Pourtant, de nombreux obstacles se hérissent sur ce chemin tortueux. La société est aujourd’hui très fragmentée, selon la tendance à l’archipélisation décrite par le politologue Jérôme Fourquet. Face aux nécessaires transitions, il faut faire preuve d’un vrai sens de la hiérarchie, comme le suggère l’économiste Alain Grandjean. Dans les territoires, ces transformations sont en cours (nous les recensons régulièrement sur Horizons publics), produites la plupart du temps par des individus désireux de s’appliquer à eux-mêmes les solutions de bon sens. Pour le prospectiviste et directeur de l’Institut des futurs souhaitables, Mathieu Baudin, ces initiatives forment un socle sur lequel s’appuyer. Elles balisent le chemin à suivre et sont appelées à s’inscrire dans un temps long, tout en étant régulièrement réinterrogées. Aux collectivités territoriales de les accompagner, de les susciter, tout en laissant aux citoyens le soin de pouvoir apporter des solutions nouvelles. François Deluga, président du CNFPT et ancien député de la Gironde est convaincu qu’elles ont, plus que jamais, un rôle majeur à jouer.

Amélie De Montchalin, ministre de la Transformation et de la Fonction publiques, en est, elle aussi, convaincue. Les collectivités sont à la pointe dans le numérique, dans la transition économique et dans l’action sociale de proximité. Aux managers territoriaux, entendus au sens large, d’installer cette dynamique dans la durée.

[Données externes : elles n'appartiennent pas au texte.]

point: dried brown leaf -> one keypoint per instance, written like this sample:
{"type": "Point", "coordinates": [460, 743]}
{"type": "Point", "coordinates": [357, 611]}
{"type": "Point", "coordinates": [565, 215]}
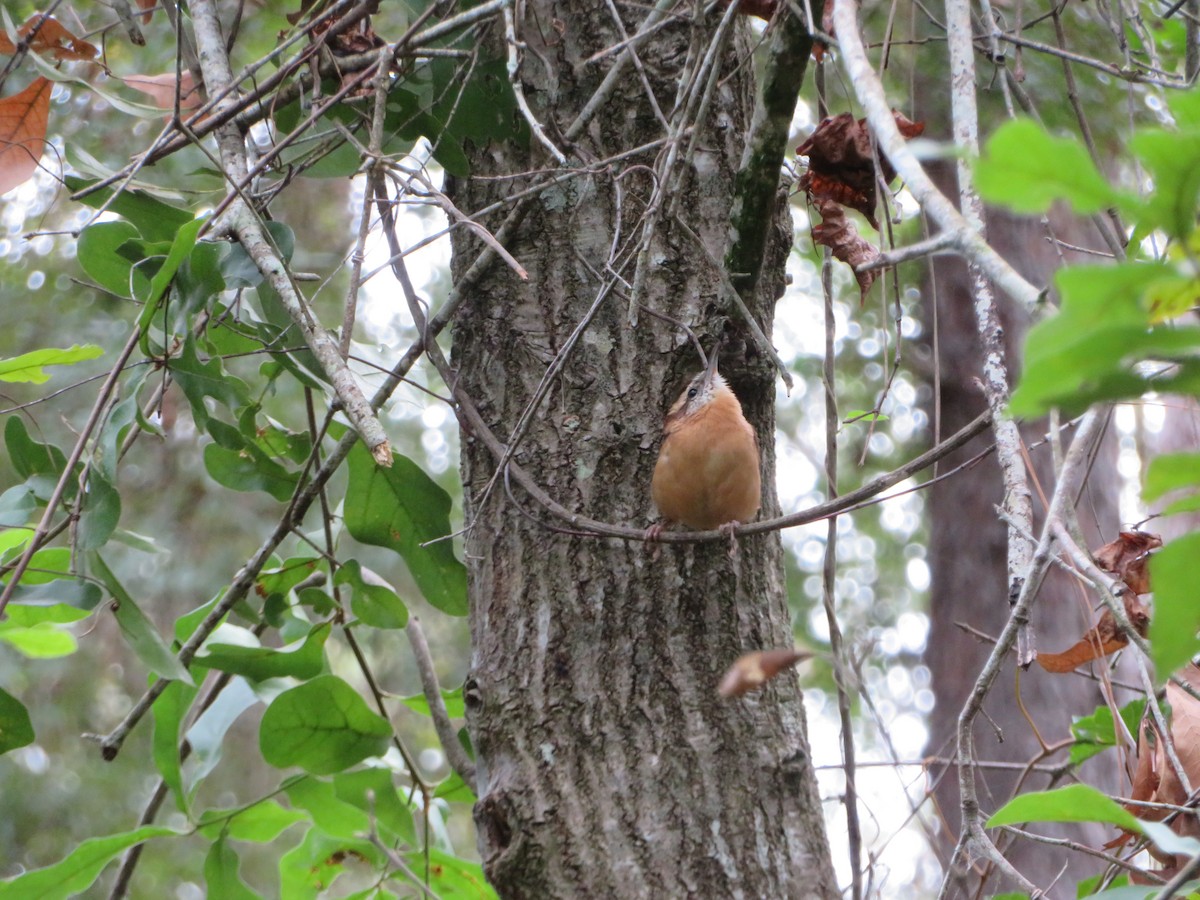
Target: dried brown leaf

Un autre monde est si facilement possible

À écouter Bruno Paulmier, DGS de la ville de Niort, qui a fait le pari de la biodiversité, « les collectivités doivent donner aux citoyens le sentiment que leur cadre de vie peut changer, qu’il est possible, à l’échelle d’un quartier, d’une rue, de changer le monde ». Jo Spiegel, ancien maire de Kingersheim (Haut-Rhin), promoteur d’une démocratie participative très affirmée, en a fait la démonstration pendant 20 ans dans sa commune de 13 000 habitants : « La Ve République permet à une personne qui a obtenu 25 % des suffrages exprimés d’être élu, surtout face à la menace de Marine Le Pen. Cette base est trop fragile. Face aux évènements de type crise sanitaire, il fallait associer les citoyens dans le cadre d’une conférence du consens permanente, mêlant citoyens, experts, élus, etc. Ça prend plus de temps mais ça colle à une réalité de plain-pied.

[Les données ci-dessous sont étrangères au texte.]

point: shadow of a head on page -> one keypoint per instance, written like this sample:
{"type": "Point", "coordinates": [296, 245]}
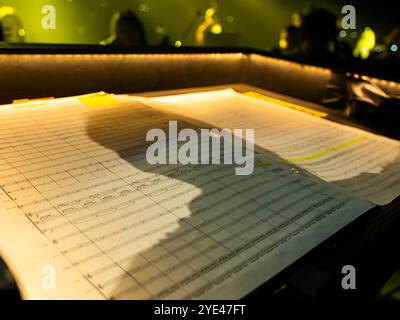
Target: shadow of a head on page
{"type": "Point", "coordinates": [191, 227]}
{"type": "Point", "coordinates": [190, 216]}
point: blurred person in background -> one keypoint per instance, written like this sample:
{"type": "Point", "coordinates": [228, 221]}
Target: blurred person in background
{"type": "Point", "coordinates": [126, 30]}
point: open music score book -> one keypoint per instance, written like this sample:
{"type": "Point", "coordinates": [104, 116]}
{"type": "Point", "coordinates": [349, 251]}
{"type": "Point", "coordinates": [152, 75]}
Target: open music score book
{"type": "Point", "coordinates": [77, 194]}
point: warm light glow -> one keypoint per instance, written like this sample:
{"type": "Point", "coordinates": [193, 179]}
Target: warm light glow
{"type": "Point", "coordinates": [365, 44]}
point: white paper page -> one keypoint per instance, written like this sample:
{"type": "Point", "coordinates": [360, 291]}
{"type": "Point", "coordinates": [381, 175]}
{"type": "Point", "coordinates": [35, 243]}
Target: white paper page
{"type": "Point", "coordinates": [77, 194]}
{"type": "Point", "coordinates": [361, 162]}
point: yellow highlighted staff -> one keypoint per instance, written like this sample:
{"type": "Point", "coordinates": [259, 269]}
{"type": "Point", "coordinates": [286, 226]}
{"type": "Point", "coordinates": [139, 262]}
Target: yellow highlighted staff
{"type": "Point", "coordinates": [98, 100]}
{"type": "Point", "coordinates": [326, 151]}
{"type": "Point", "coordinates": [287, 104]}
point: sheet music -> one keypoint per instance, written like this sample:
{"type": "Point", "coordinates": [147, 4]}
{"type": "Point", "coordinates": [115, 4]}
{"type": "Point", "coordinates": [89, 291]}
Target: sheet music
{"type": "Point", "coordinates": [359, 161]}
{"type": "Point", "coordinates": [77, 194]}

Pour éviter que le complotisme ne se déploie dans cette ère post-démocratique, il faut remettre les citoyens au centre des débats. Le bulletin de vote n’est plus l’alpha et l’oméga démocratique », assure Jo Spiegel, ancien maire de Kingersheim (Haut-Rhin).

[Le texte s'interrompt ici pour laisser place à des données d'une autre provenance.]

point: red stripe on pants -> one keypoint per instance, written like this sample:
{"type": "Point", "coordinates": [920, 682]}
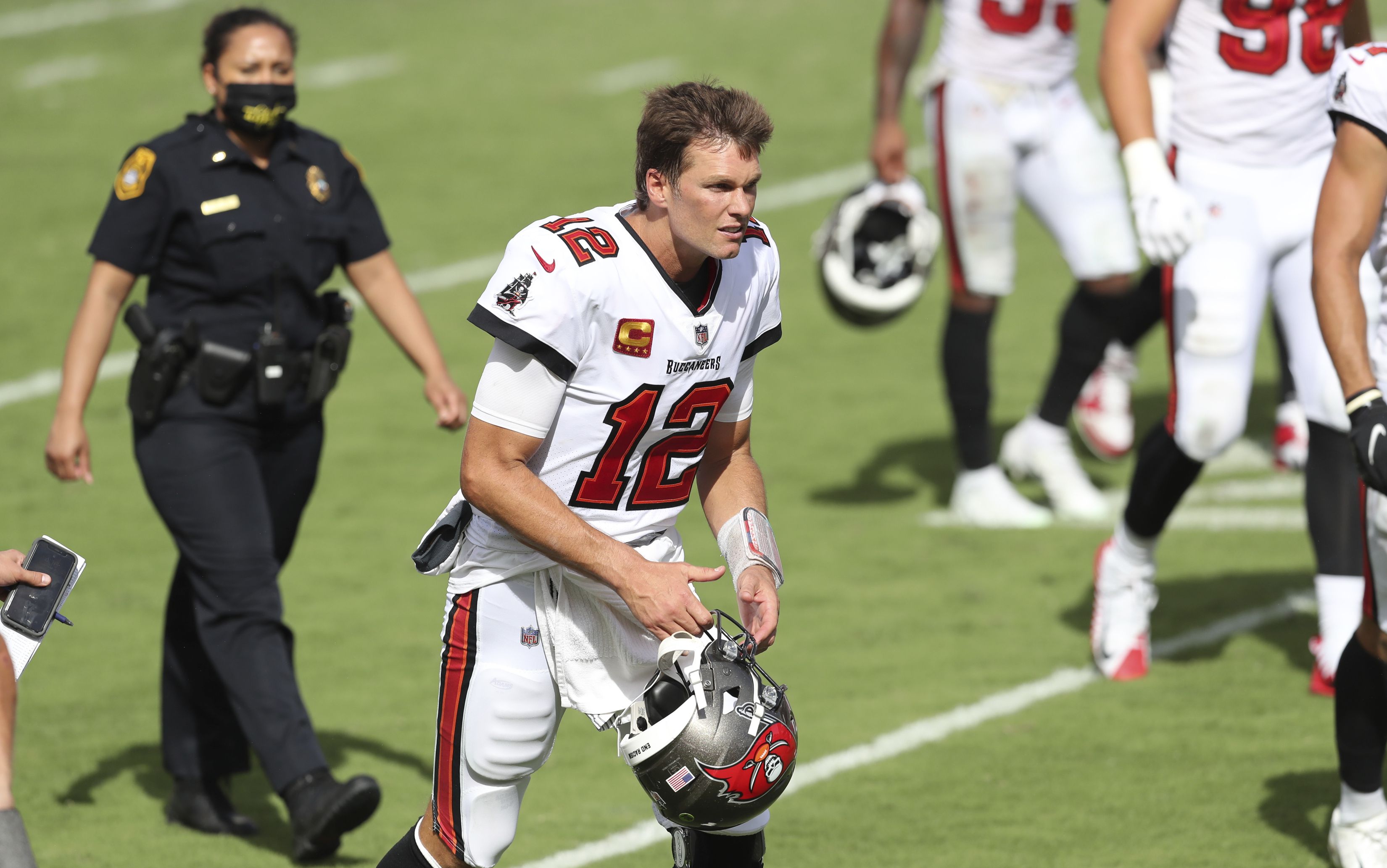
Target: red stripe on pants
{"type": "Point", "coordinates": [459, 654]}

Le défi des ETS, dans un contexte de restriction des échanges humains, a été relevé. Les 2 000 participants à distance ont entendu le message : un autre monde est possible. Il n’a pas la couleur de l’utopie mais affiche un bon sens pragmatique.

Aux fonctionnaires territoriaux de poursuivre le chemin dans lequel ils ont été engagés accidentellement par la crise sanitaire.